Andrew Fitzgerald

Senior Vice President, Streaming Video Services • Hearst Television • New York, NY
Treasurer, ONA Board of Directors
Last edited January 30, 2024

Andrew Fitzgerald is the SVP of Streaming Video Services at Hearst Television, working to bring local news and original, local programming to streaming audiences across the US via the “Very Local” streaming app. Fitzgerald joined Hearst Television in 2017 in the newly created position of chief digital content officer, based at Hearst Television’s New York City headquarters.

Fitzgerald previously served for more than five years at Twitter, in a variety of roles including as the company’s Director of Curation where he built and oversaw the global curation teams responsible for Moments, His other roles at Twitter included head of US news partnerships, where he oversaw Twitter’s relationships with some 30 news organizations and book publishing companies.

Prior to Twitter, Fitzgerald helped to launch the social media show The Stream for Al Jazeera English and led the citizen journalism program “Collective Journalism” for short-form documentary network Current TV.

Fitzgerald is a cum laude graduate of the University of Southern California with degrees in Cinema-Television Production and Philosophy.

Andrew’s vision for the future of digital journalism

Digital journalism and the news industry writ large is at a critical stage. News product has never seemed as important, and yet the business of news has spent the last two decades in increasingly challenged positions. The environment, technology, and operations of news has radically changed in cycles of increasing frequency. Digital journalists, as the transformation specialists in their organizations, have sat at the fulcrum of that change. We’re now in a period where early digital journalists, the cohort of folks who attended the Online News Association conferences in the mid- and late-2000’s, are beginning to take leadership roles in the industry. Newsroom misfits no longer, the ONA membership represents the industry’s new leaders.
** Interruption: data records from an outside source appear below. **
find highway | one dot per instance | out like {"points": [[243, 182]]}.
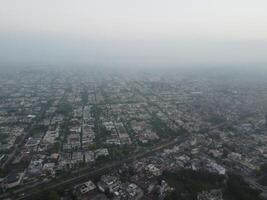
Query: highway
{"points": [[84, 174]]}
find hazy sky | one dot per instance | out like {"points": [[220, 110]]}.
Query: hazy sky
{"points": [[133, 32]]}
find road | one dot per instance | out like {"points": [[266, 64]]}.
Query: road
{"points": [[84, 174]]}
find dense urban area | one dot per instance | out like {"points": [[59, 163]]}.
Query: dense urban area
{"points": [[133, 134]]}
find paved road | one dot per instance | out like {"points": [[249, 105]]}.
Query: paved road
{"points": [[85, 174]]}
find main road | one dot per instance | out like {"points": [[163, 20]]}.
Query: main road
{"points": [[85, 173]]}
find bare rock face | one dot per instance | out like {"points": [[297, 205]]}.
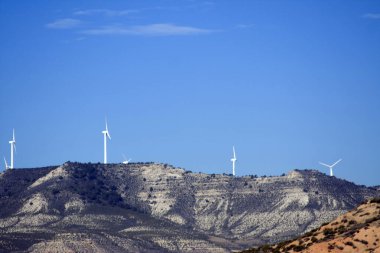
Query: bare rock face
{"points": [[147, 207]]}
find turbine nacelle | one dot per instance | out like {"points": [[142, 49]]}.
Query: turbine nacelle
{"points": [[330, 166]]}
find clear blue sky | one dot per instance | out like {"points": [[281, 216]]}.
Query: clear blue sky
{"points": [[289, 83]]}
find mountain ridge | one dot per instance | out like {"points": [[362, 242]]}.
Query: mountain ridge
{"points": [[221, 212]]}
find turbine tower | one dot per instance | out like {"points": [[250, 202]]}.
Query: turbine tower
{"points": [[233, 160], [106, 134], [126, 161], [6, 164], [13, 148], [330, 166]]}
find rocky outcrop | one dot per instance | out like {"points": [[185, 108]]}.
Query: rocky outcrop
{"points": [[156, 207], [354, 231]]}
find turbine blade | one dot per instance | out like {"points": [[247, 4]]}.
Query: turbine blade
{"points": [[324, 164], [336, 162]]}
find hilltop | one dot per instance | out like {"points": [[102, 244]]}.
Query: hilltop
{"points": [[355, 231], [147, 207]]}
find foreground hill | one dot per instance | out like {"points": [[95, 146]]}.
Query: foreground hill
{"points": [[157, 208], [355, 231]]}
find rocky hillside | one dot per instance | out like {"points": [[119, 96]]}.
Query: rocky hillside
{"points": [[146, 207], [355, 231]]}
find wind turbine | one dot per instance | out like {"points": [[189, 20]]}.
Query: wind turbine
{"points": [[13, 147], [330, 166], [106, 134], [126, 161], [233, 160], [6, 164]]}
This is a valuable opportunity for the Online News Association, but also a great responsibility. As the industry continues to evolve, ONA is in a position to be an effective advocate for guiding change in the right direction. A commitment to a DEI focus in employment and in news storytelling; the training of a rising cohort of leaders with programs like the Women’s Leadership Accelerator; providing opportunities for early career journalists through fellowships and training; and as ever, serving as a central hub for networking, recruiting, and skill-sharing among digital journalists.
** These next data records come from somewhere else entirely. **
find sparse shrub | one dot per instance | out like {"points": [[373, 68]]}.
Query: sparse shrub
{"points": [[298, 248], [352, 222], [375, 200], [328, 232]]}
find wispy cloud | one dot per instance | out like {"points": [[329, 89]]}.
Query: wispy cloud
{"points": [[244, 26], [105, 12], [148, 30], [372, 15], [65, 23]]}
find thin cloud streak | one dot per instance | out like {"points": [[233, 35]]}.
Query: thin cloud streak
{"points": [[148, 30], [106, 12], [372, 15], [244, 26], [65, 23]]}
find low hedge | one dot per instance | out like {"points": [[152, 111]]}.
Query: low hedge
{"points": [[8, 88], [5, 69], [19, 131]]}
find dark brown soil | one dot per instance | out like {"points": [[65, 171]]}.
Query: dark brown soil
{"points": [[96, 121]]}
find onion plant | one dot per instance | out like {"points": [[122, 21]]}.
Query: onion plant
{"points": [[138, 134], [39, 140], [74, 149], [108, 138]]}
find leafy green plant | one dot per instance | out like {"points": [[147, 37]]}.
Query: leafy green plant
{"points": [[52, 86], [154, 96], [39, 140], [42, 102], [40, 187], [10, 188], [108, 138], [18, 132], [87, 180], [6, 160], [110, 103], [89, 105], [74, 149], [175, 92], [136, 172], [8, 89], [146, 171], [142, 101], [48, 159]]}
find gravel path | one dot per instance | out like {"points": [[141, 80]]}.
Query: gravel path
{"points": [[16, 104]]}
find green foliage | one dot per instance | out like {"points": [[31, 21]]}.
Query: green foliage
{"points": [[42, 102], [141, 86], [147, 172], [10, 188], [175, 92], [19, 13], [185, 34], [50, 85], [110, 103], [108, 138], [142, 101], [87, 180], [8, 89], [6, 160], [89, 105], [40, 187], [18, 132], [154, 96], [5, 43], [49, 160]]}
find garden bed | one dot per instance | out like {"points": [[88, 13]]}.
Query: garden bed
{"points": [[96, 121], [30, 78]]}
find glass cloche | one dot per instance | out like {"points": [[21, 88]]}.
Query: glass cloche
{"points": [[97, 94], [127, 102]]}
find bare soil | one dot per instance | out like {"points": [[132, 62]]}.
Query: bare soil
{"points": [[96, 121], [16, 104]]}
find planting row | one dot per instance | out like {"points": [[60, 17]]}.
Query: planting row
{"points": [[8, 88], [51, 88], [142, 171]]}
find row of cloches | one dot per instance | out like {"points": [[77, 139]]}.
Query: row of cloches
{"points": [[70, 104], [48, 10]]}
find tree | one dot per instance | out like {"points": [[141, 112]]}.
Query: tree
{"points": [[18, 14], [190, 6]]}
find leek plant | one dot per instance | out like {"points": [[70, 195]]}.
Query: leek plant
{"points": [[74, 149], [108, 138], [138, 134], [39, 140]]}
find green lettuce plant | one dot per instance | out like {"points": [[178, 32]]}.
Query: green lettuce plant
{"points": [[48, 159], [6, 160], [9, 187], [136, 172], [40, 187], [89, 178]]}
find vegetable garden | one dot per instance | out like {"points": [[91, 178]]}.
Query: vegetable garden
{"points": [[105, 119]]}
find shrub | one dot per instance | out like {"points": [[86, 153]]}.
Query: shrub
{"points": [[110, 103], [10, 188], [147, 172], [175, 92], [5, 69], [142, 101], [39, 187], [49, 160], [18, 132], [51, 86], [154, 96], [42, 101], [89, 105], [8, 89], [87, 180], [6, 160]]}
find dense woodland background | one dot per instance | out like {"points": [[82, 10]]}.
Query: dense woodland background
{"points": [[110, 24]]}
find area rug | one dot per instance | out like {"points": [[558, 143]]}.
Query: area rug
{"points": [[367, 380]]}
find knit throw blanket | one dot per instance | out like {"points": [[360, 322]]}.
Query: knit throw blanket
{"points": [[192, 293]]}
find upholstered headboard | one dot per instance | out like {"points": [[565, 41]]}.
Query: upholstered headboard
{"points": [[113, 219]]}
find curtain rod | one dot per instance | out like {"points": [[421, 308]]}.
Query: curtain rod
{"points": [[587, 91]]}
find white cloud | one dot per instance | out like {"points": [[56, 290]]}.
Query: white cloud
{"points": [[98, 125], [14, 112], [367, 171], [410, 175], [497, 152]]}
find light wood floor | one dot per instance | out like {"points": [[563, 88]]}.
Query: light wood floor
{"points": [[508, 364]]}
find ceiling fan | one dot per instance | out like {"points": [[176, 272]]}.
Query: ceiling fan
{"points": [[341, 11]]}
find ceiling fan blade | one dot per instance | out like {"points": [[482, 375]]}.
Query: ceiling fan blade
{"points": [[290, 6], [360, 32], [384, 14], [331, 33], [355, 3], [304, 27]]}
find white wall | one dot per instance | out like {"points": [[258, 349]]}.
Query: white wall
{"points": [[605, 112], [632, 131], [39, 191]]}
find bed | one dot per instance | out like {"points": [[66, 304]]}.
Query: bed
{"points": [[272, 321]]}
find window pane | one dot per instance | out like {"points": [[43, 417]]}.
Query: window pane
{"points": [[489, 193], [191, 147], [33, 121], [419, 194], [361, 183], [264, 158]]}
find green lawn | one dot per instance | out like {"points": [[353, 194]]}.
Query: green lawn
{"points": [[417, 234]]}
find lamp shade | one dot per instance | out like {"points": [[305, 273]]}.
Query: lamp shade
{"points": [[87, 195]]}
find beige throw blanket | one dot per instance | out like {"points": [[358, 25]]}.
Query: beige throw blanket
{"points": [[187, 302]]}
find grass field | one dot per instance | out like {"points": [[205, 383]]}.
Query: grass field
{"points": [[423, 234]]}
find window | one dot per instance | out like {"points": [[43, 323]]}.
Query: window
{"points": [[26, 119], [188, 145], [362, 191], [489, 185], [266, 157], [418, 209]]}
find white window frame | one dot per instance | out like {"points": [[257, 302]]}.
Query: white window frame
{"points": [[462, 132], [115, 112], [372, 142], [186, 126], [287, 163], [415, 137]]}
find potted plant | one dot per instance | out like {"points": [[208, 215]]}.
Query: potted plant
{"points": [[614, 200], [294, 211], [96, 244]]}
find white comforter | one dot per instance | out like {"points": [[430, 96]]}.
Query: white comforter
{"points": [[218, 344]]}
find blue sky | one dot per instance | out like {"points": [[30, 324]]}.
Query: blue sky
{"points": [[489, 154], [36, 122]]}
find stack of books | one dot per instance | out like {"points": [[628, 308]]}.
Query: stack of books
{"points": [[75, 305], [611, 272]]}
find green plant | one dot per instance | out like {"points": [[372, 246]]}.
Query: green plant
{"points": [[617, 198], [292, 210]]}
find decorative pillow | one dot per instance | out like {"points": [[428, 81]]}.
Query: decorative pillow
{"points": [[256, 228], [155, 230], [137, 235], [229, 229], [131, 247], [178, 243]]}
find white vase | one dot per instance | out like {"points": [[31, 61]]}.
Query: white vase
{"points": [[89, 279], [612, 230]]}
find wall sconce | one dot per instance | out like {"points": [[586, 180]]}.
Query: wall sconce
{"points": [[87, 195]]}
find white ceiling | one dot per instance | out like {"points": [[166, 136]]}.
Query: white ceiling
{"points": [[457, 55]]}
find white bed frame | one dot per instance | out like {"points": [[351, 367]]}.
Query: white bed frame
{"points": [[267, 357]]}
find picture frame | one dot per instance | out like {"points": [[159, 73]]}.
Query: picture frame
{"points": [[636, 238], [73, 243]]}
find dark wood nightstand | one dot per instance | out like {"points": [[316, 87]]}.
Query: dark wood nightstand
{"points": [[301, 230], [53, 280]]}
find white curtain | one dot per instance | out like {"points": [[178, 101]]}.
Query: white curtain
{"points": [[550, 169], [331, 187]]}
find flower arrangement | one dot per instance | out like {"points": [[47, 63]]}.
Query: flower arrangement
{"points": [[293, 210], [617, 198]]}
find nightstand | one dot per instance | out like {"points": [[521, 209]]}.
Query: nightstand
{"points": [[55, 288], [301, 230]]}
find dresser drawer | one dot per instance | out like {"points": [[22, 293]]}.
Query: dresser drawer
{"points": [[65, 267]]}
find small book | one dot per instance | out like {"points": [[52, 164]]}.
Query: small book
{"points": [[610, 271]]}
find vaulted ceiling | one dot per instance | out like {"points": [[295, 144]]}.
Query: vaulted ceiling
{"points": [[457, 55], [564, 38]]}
I don’t think the next five years in digital journalism will be any less tumultuous than the last five years. But within tumult: opportunity! I think ONA remains well-positioned to not only serve its existing constituency but to grow its influence and positive impact as this generation of digital journalists go from being the ‘digital leaders’ in the newsroom to just the ‘leaders’ and as ‘online news’ becomes just ‘news’.

My career represents this arc with much owed to ONA. I’ve been a digital journalist for the last 15 years, working in newsrooms, board rooms, and platforms. In my current role I’m serving in an executive role helping to build new digital business models for a legacy local television provider. In my previous role at Twitter, I helped a platform better understand both news judgment and the news industry. Even before Twitter, I worked at the intersection of emerging technologies and digital journalism, focused on citizen journalism. There is little in digital journalism I’ve not tackled at some point in my career and I’ve always turned to ONA for insights into where I might be focused next.
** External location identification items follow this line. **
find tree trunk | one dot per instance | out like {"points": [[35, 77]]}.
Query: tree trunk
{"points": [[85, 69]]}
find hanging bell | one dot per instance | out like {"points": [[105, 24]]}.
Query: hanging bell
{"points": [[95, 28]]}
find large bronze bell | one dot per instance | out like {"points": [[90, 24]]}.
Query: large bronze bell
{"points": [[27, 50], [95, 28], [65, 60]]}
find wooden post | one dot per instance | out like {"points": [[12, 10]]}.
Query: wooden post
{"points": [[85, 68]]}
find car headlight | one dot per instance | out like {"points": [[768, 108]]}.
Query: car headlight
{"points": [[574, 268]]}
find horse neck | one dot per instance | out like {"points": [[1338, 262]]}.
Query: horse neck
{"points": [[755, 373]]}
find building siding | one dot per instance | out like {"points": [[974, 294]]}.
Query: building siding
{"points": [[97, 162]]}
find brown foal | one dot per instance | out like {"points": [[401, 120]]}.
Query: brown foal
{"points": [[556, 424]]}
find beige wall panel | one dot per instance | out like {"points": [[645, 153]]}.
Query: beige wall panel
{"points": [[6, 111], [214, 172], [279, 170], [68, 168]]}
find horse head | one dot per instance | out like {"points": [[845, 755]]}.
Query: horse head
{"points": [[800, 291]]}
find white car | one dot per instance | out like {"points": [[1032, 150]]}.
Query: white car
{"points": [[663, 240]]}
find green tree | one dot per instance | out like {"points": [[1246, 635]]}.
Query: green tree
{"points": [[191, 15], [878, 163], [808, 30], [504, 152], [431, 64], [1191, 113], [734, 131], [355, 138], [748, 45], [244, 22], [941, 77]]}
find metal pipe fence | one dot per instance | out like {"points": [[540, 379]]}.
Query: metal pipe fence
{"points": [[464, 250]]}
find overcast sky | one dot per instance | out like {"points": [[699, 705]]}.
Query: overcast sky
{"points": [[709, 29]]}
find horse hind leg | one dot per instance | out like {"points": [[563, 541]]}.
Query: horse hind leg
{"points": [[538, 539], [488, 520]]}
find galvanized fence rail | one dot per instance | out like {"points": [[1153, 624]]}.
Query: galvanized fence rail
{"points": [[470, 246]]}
In the last two years I’ve had the honor of serving as a member of the ONA Board and I hope to continue to serve in the term to come. This next few years will prove a defining time for ONA’s path forward. I hope to lend my experience as a journalist, as an executive, and as a digital misfit to help strengthen ONA’s ability to produce change-making programs, set industry standards, and support journalists at all career levels build their skillsets and networks.

ONA has given me so much over the last fifteen years. It’s my honor to be able to give back in some small way.